Originally Posted by Agota
P.S. One of my favorite episodes was the one where I found out that apparently, a french frie is officially a vegetable in U.S. What's wrong with people who watch after nutrition in schools? Do they want to kill the entire generation or what?
This goes to the heart of why the obesity problem is so much bigger (no pun intended) than 'lazy fat people who can't be bothered to eat less or exercise'.
I grew up in a family that grew their own vegetables, and what we didn't grow, we often went and picked direct from growers. I was raised to eat and cook whole, healthy foods (icecream and soft drinks were for birthdays only, and I didn't even try a McDonalds burger till I was a teenager), my parents took me on walks and paid for ballet and gym classes.
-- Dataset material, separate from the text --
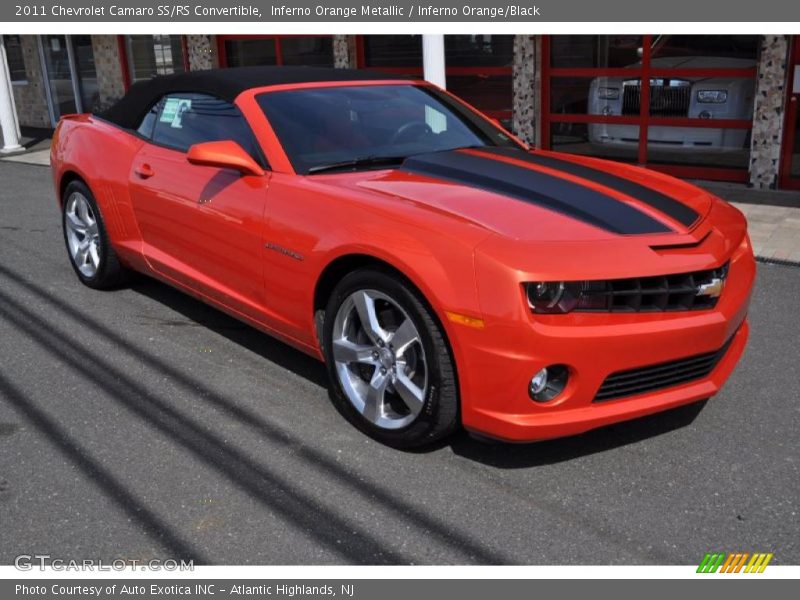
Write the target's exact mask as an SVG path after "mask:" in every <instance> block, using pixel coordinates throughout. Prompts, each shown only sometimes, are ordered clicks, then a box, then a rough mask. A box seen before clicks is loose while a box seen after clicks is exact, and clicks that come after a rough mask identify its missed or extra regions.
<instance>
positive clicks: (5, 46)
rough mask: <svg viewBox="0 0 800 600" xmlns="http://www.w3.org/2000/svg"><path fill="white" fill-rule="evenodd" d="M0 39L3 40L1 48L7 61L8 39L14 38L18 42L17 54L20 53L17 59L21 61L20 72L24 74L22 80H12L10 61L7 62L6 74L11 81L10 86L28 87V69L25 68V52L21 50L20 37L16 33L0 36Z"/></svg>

Unsurprisingly, I have never been overweight. And likewise, it is hard for me to get my head around the idea of a french fry being regarded as a vegetable because I have always known better than that. To be honest, I find it hard to get my head around the idea that a lot of people don't know how to poach an egg, grow vegetables or roast a chicken. But that is the reality
There is a whole generation of people who spent 95+percent of their day sitting or lying down, who have never been taught to cook, and therefore live on food produced by others, who have totally screwed-up ideas about what foods are healthy and what are not, have tastes for fatty, sugary foods that have been cultivated since they were too young to be able to choose foods for themselves, and for whom the idea of the ongoing effort for what may be years of completely changing everything about what they are used to eating and doing is just waaaay too big to contemplate or endure.
Let's not even go to the fact that obesity is strongly correlated with poverty, and that eating healthily and exercising requires both financial and/or significant time investment. If you are working two jobs to support your family of five on minimum wage (or if you are pouring 80 hours a week into climbing the corporate ladder as a single person), finding time to shop for and prepare nutritious meals and exercise becomes much, much harder.
The problem with 'the people who watch over nutrition in schools' is that they are funded by or reliant on substantial discounting from food-producing corporations. So there is a vested interest in promoting 'food products' over actual food. This is what happens when schools are underfunded - they have to turn to corporate interests to stay afloat. And those corporate interests are not in our waistlines, they're in the company bottom line.